Just over a month after it started to push the first phase of "Enhanced Autopilot" to the first 1,000 vehicles, and a few weeks after releasing it to the whole world, Tesla is now on the track of starting to push towards a new update on improving on its new Autopilot.

Tesla's New Update On Autopilot

Owners of Tesla vehicles that are equipped with the second generation Autopilot hardware have started receiving the update v8.0.17.5.28 over the weekend. According to Electrek, the new update will be lifting the speed restriction on the Autosteer feature from 45 mph to 50 mph.

Release Notes

Tesla wrote in the release notes:

Generally, you must be traveling at least 18 mph in order to engage Autosteer. When a vehicle is detected in front of you, you can then engage Autosteer if you are traveling at least 5 mph, or if you are already using cruise control.

In this release, Autosteer is available only below 50 mph. Once you've exceeded this speed, Autosteer will not be available.

General Remarks

Tesla's autopilot is still significantly below the first generation Autopilot's top speed when traveling on divided highways, but the company is still improving on the system as it gathers more data from the fleet with the new Autopilot hardware.
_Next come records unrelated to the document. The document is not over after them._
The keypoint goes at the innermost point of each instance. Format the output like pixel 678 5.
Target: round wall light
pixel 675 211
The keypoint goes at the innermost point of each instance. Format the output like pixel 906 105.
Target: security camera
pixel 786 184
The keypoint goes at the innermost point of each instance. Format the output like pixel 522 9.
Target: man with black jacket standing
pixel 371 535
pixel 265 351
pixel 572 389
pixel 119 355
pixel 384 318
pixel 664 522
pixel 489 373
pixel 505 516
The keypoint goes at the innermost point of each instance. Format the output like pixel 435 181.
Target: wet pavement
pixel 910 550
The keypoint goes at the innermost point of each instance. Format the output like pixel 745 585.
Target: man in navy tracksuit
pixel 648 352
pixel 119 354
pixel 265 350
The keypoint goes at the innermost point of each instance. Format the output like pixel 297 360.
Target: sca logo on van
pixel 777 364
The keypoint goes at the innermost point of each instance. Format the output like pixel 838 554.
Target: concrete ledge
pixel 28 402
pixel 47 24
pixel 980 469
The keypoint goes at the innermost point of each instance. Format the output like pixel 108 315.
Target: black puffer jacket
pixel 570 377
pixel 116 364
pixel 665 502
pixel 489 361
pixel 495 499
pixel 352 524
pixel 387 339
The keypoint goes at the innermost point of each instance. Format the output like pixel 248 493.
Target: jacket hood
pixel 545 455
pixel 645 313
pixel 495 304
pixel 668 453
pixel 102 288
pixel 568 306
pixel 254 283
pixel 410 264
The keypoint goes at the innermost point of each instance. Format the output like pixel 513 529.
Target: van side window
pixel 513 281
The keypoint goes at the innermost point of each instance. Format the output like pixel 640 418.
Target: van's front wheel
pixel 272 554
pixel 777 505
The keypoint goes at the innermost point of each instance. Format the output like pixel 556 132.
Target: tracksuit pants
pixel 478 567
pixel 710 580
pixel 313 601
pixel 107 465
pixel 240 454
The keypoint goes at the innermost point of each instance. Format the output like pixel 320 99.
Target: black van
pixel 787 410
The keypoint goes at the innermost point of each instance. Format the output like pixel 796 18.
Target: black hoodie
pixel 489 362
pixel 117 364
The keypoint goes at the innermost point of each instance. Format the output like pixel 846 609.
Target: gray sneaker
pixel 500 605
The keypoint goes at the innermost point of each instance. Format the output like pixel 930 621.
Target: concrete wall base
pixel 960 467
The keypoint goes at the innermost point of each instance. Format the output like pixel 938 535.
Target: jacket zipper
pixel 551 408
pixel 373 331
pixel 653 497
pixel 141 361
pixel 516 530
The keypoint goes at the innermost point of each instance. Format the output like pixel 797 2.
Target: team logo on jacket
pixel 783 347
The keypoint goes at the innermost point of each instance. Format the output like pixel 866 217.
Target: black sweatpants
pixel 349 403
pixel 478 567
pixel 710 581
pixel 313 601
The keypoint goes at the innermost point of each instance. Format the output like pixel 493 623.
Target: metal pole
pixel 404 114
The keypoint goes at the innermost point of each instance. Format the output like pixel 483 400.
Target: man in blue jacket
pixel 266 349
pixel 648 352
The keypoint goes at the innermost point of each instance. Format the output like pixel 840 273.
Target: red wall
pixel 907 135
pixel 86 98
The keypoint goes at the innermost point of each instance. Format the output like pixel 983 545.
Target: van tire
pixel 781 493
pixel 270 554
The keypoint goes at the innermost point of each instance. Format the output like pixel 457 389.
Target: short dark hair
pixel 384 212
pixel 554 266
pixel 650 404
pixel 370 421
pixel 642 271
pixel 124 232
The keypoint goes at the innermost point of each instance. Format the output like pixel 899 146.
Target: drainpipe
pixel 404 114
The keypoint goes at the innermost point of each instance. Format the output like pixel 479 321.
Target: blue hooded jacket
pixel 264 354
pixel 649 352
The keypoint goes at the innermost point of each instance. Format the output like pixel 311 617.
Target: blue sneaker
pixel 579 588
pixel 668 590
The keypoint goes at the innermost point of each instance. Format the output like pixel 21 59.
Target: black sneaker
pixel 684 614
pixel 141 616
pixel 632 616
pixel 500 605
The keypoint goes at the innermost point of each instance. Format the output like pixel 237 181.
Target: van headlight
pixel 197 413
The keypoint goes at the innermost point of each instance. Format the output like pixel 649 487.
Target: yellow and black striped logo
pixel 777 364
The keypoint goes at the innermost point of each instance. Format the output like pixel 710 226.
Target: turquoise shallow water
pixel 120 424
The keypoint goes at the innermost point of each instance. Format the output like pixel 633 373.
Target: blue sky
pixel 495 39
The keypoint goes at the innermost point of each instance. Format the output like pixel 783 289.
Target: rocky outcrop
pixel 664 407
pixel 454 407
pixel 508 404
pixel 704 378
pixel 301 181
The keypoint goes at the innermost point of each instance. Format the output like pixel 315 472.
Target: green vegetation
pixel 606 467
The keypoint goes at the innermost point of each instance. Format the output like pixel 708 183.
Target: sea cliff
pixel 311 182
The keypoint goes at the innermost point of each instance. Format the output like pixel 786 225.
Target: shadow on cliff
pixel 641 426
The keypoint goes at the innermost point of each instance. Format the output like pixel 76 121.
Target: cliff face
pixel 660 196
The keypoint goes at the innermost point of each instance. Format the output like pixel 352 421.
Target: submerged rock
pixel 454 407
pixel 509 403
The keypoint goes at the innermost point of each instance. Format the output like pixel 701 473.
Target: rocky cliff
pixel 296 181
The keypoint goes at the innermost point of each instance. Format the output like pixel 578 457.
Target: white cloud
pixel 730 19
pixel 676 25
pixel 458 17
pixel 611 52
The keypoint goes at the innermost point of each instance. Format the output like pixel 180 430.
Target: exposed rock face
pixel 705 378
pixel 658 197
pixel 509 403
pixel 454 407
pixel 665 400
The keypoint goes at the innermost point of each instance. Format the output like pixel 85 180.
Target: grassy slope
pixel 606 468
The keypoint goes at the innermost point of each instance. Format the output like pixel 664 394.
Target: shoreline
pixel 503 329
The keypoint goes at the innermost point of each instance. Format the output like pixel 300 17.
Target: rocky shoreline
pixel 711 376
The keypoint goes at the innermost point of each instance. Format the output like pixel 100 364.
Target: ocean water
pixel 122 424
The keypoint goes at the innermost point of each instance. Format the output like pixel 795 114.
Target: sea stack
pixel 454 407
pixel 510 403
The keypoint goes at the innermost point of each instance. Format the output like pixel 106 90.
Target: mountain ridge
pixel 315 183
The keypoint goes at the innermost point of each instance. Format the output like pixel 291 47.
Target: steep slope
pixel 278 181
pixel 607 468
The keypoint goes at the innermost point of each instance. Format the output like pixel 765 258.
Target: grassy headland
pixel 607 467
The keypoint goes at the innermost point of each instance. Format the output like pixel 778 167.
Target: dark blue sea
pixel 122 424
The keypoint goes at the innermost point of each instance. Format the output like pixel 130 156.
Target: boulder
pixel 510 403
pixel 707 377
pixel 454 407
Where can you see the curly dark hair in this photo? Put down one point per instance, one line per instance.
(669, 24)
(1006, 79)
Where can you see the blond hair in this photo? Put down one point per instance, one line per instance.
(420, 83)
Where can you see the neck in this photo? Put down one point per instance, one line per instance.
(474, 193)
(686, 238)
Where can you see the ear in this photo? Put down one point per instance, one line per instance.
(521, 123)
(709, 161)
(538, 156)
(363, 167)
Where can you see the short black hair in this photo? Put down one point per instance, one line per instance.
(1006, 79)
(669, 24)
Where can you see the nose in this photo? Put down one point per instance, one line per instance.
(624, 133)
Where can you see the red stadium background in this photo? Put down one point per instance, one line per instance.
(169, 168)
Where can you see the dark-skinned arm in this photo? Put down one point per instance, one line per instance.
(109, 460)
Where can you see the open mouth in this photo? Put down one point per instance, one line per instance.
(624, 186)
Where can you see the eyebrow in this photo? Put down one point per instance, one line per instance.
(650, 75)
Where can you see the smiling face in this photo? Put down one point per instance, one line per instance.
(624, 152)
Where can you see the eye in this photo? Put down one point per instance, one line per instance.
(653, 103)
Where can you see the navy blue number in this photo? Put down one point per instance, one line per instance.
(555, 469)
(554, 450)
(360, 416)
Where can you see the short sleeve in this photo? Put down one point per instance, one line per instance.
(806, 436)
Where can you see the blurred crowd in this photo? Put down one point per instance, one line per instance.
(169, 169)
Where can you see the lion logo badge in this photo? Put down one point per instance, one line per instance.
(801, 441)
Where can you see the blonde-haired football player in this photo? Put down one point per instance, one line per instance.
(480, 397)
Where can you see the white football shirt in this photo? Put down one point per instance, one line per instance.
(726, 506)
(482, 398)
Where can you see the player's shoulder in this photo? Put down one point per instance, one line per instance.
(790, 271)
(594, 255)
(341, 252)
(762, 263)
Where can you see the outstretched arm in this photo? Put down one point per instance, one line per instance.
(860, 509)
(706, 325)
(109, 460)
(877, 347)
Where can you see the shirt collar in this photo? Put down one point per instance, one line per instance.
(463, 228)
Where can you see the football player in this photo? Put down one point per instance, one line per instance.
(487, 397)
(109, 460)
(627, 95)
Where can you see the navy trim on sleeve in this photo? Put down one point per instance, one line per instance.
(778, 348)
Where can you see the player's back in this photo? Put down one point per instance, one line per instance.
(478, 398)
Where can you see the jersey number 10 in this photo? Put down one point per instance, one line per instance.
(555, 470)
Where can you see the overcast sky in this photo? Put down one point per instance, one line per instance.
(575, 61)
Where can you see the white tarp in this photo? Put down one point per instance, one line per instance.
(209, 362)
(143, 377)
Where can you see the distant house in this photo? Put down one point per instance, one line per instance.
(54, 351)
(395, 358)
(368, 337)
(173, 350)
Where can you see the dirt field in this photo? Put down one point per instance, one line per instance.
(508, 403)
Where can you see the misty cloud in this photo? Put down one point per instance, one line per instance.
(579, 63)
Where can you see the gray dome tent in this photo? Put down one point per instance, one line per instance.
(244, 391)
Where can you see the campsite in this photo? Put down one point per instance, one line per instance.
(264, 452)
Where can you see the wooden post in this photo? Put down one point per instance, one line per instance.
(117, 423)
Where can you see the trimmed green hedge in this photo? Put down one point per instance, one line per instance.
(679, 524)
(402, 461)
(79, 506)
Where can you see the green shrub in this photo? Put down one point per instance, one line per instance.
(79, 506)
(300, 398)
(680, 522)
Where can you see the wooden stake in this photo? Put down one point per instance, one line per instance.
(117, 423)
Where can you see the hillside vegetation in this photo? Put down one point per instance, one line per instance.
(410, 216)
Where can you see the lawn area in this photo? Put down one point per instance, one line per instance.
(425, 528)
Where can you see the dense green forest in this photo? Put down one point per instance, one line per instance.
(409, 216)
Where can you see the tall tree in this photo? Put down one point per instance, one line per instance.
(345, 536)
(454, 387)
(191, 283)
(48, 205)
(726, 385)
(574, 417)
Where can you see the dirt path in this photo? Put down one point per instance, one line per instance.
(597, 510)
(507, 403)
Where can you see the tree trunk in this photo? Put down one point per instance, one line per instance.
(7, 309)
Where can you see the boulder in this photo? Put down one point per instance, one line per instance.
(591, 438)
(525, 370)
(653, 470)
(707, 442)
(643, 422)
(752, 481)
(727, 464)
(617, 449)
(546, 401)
According to TheLosAngelesTimes, the release also includes 'side collision warning,' which is a useful safety feature, especially when you are changing lane on a highway. The same feature on the first generation Autopilot was also credited with helping avoid some potentially serious road accidents.

Tesla Is Still In The Works

Tesla is still working on incorporating its existing Autopilot features on its new hardware that was just introduced last October 2016. The next few updates will still be focused on bringing those features to parity with first generation Autopilot as more data is being collected from the fleet and from there.